0
votes

If I have a data frame with only number of clicks at certain fixed time interval looking like this:

1
3
4
2
6
1

And I want to calculate their rolling average with the 5 rows above, would this be legit:

SELECT AVG(value) OVER (ORDER BY 1 ASC ROWS 4 PRECEDING ) AS avg_value FROM df GROUP BY 1

Or should it be

SELECT AVG(value) OVER (PARTITION BY 1 ASC ROWS 4 PRECEDING) AS avg_value FROM df GROUP BY 1

1
Not legit, because your data is lacking a second column which you'd need to tell the order of each number of clicks.

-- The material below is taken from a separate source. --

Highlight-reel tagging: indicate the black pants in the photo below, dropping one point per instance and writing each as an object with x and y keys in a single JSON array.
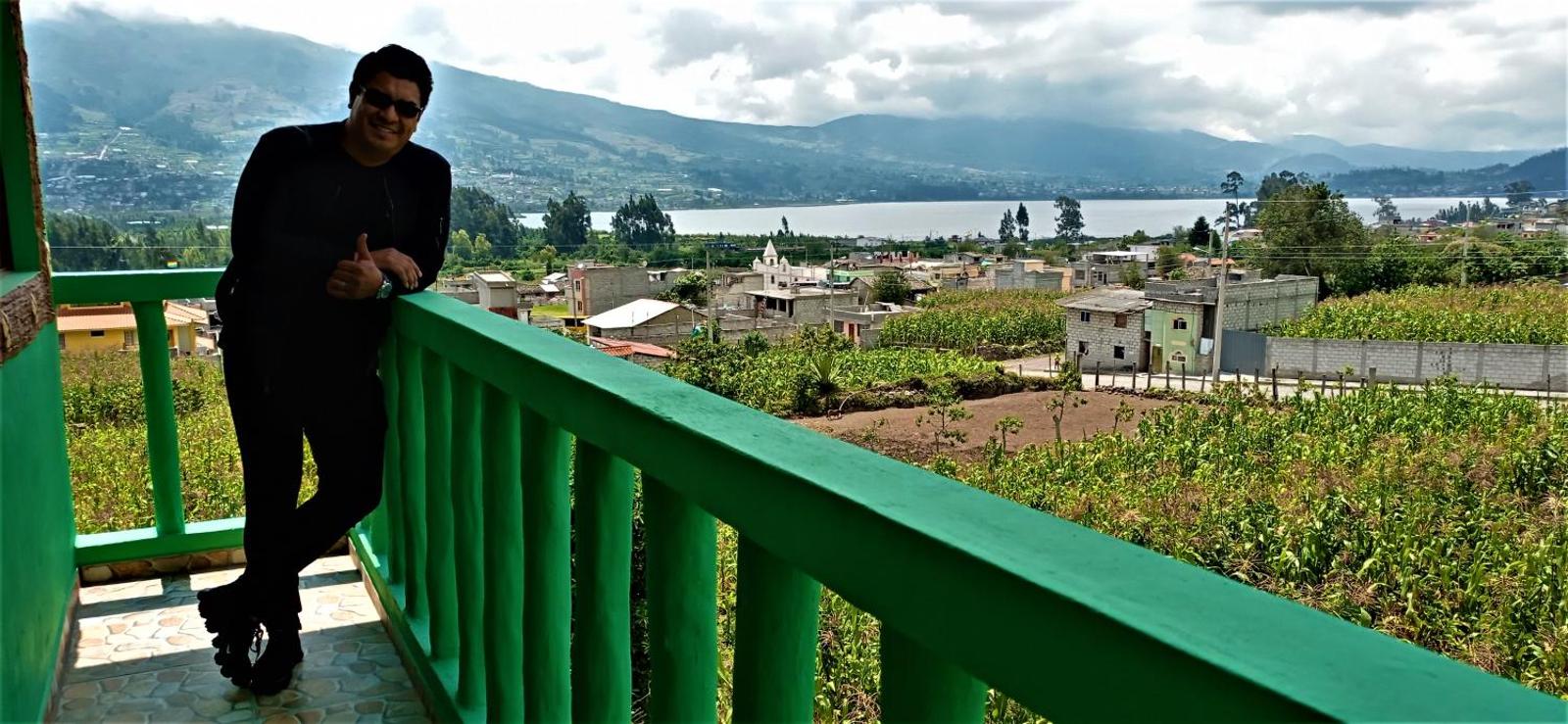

There is no internal "order" to a SQL table, in general.Tim Biegeleisen
given the lack of order, is there a way to add a row number then do rolling avg?santoku
Yes, but row number itself requires a column for the order. You need to record your clicks with a timestamp. This is really your only option.Tim Biegeleisen

1 Answers

0
votes

You seem to want:

SELECT df.*,
       AVG(value) OVER (ORDER BY datetimecol ASC
                        ROWS 4 PRECEDING
                       ) AS avg_rolling_5
FROM df;

Notes:

  • A rolling average requires implies an ordering on the data. The datetimecol is for the column that represents that ordering.
  • A rolling average is for the original data, not the aggregated data, so no order by is needed.
  • SQL databases have tables, not dataframes.